Dari Wikisumber bahasa Indonesia, perpustakaan bebas
Halaman ini tervalidasi

Bagi Malna, sejak dahulu kata tidak terlepas dari beban yang dibawakannya dalam berkomunikasi. Dalam konteks penafsiran, sebuah kata telah dirancang sebagai sesuatu yang mengandung konsep tentang referen secara sepihak. Itulah yang dinamakannya dengan stereotipe. Tampaknya kredo seperti itu merupakan sebuah gambaran umum tentang ketidakpercayaan sang penyair terhadap kata yang diciptakan oleh manusia dalam dunia komunikasi. Dengan demikian, bahasa juga tidak bebas dari cengkeraman ideologi.
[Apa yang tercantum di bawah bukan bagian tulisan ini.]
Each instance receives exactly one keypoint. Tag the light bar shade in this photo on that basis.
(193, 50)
Pergumulan lebih jauh Malna dalam puisinya adalah persoalan stereotip dunia ketiga yang dalam diskursusnya disebut dengan persoalan poskolonial, yaitu persoalan identitas dunia yang terombang-ambing dalam modernitas yang datang dari dunia pertama seiring usainya kolonialisme teritorial. Dalam sebuah interviewnya dengan seorang kritikus dari Spanyol, Malna mengutip pendapat penyair Amir Hamzah bahwa keterombang-ambingan identitas itu, antara kolonialisme yang masih meninggalkan jejaknya dengan modernisme berawal ketika Malaka dikalahkan oleh Armada Portugis. Penaklukan itu menurutnya telah mengakibatkan 'kehancuran' budaya Melayu. Dengan menairk garis lurus, kehancuran budaya baginya juga berarti kehancuran bahasa: kehancuran bahasa juga berarti kehancuran, bahkan, kematian puisi (Malna, 2002).
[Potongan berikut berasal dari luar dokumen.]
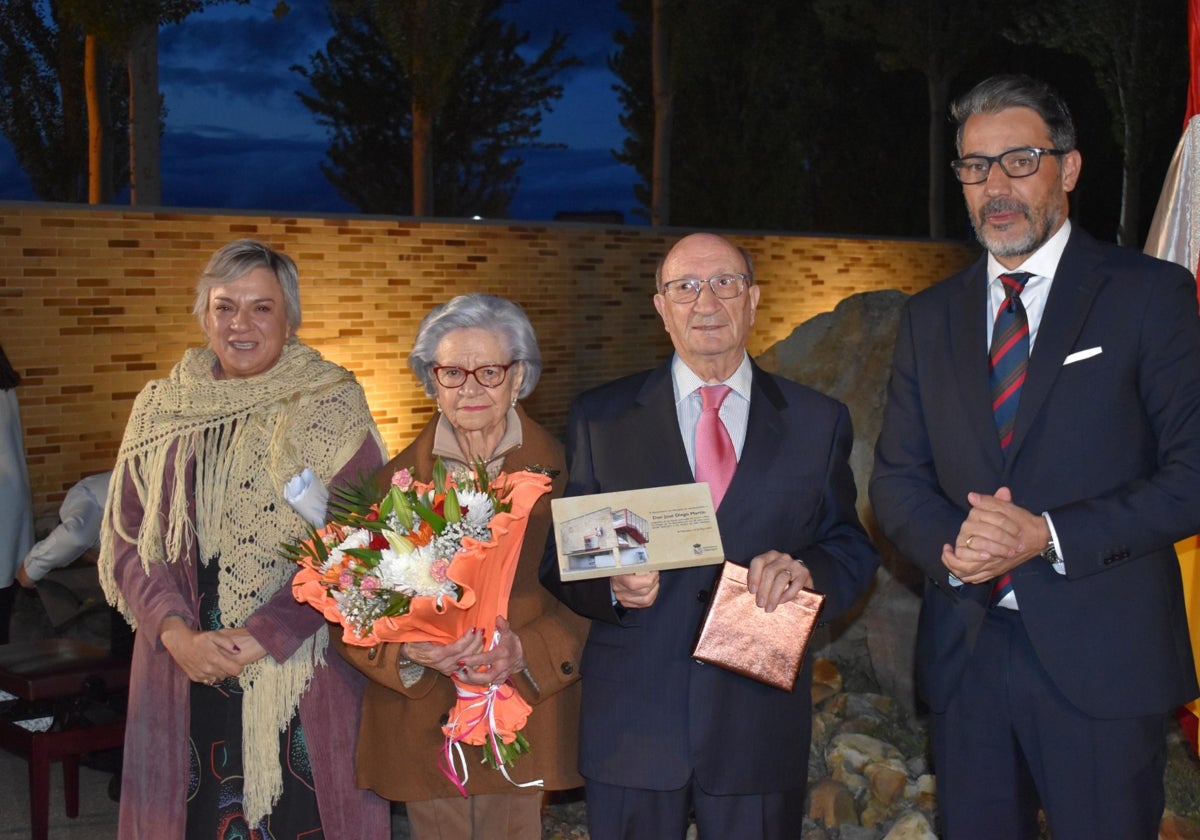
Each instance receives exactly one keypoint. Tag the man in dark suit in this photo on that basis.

Bagi Malna, "kematian puisi" terjadi ketika sang penyair, yang dalam hal ini adalah dirinya sendiri, tidak lagi berangkat dari tradisi yang primordial sebagaimana banyak penyair Indonesia lainnya yang dipengaruhi oleh tradisi yang melahirkan mereka untuk kemudian meloncat menjadi penyair modernis. Konsekuensi dalam dunia kepenyairan dan dunia intelektual seperti itu, yaitu antara jejak-jejak kolonialisme dan modernisme, adalah keterbelahan identitas dan moral. Penyair ini menganggap keterperangkapannya dalam modernitas adalah sebagai akibat dari keterbelahan identitas yang dihadapinya.